People & Events
George Eastman was born on July 12, 1854, in Waterville, New York. His father, George Washington Eastman, ran a business school where he taught bookkeeping and penmanship, but had to work a second job selling fruit trees and roses, which forced him to split his time between Waterville and Rochester, New York. The young George Eastman was thus raised mostly by his mother, Maria (Kilbourn) Eastman, from an early age, and entirely by her after his father died in 1862. In 1870, his older sister Katie, who suffered from polio, died as well, leaving the Eastman household permanently scarred by misfortune.
At the age of 15, the family since having moved to Rochester, Eastman quit school and took a job as an office boy to help support his family. In 1875 he became a junior bookkeeper at the Rochester Savings Bank. By saving scrupulously, he was able to consider a career in real estate and in 1877 made plans to travel to Hispaniola, where a boom in land speculation was underway. Convinced by a friend that he could best document with the trip with a camera, he bought his first photographic equipment.
The excursion never took place, but Eastman was hooked on photography. He sought out the two amateur photographers in Rochester, George Monroe and George Selden, and became their willing pupil. A subscription to the "British Journal of Photography" inspired him to make improvements in dry-plate photography, then an inferior alternative to wet-plate photography (a process in which a glass plate was exposed and developed while wet). These experiments resulted in a formula for gelatin-based paper film and a machine for coating dry plates. He went into business selling dry plates in April 1880, in a room above a music store in the financial district of Rochester.
Eastman's career received a boost when E & H.T. Anthony, the premier national photographic supply distributor of the day, began buying his plates. For a time, he continued to work at the bank, but offered his resignation in September 1881, after being passed over for a promotion that he felt was rightfully his.
For Eastman, the 1880s was a dynamic decade. In 1884, he hired William Hall Walker, a camera inventor and manufacturer, and together they designed the Eastman-Walker Roll Holder, which allowed photographers to advance paper film through a camera rather than handle individual plates. The roll holder came to define the basic technology of cameras until the introduction of digital photography in the late twentieth century. More immediately, it became the basis for the first Kodak camera, initially known as the "roll holder breast camera." The term Kodak, coined for the occasion by Eastman himself, first appeared in December 1887.
While the first Kodak camera was wildly popular with amateurs, the paper film used in it gave mediocre results.
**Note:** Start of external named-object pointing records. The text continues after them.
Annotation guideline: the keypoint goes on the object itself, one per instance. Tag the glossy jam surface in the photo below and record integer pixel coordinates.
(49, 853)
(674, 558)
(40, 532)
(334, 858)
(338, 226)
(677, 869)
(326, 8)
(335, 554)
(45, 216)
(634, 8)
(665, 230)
Henry Reichenbach, a chemist hired to work on emulsions, was asked to come up with a transparent, flexible film. Success came in February 1889, when Reichenbach attained a solution that, when flowed over glass and allowed to evaporate, would produce a transparent flexible film that could then be cut into strips and inserted into cameras. This film, which was used by Thomas Edison in his early experiments with the motion-picture camera, became the centerpiece of the Eastman empire, although the patent for it was later successfully contested.
In the 1890s the Eastman company fell on hard times with the departure of Reichenbach and a national financial depression, but it had recovered by 1900, the year that the company introduced the Brownie camera, which sold for one dollar. With the coming of the twentieth century, a combination of innovation, perseverance, and hardheaded business sense had put the Eastman company at the forefront of the photographic industry internationally, a position it has never relinquished.
George Eastman never married, although he carried on a long platonic relationship with Josephine Dickman, a trained singer and the wife of business associate George Dickman, and he became especially close to her after the death of Maria Eastman in 1907. A noted philanthropist, Eastman gave away more than $100 million to charities and made a point of doing so during his lifetime, rather than setting up a foundation. He was also an avid traveler and music lover. Facing the prospect of life in wheelchair, he took his own life with an automatic pistol on March 14, 1932.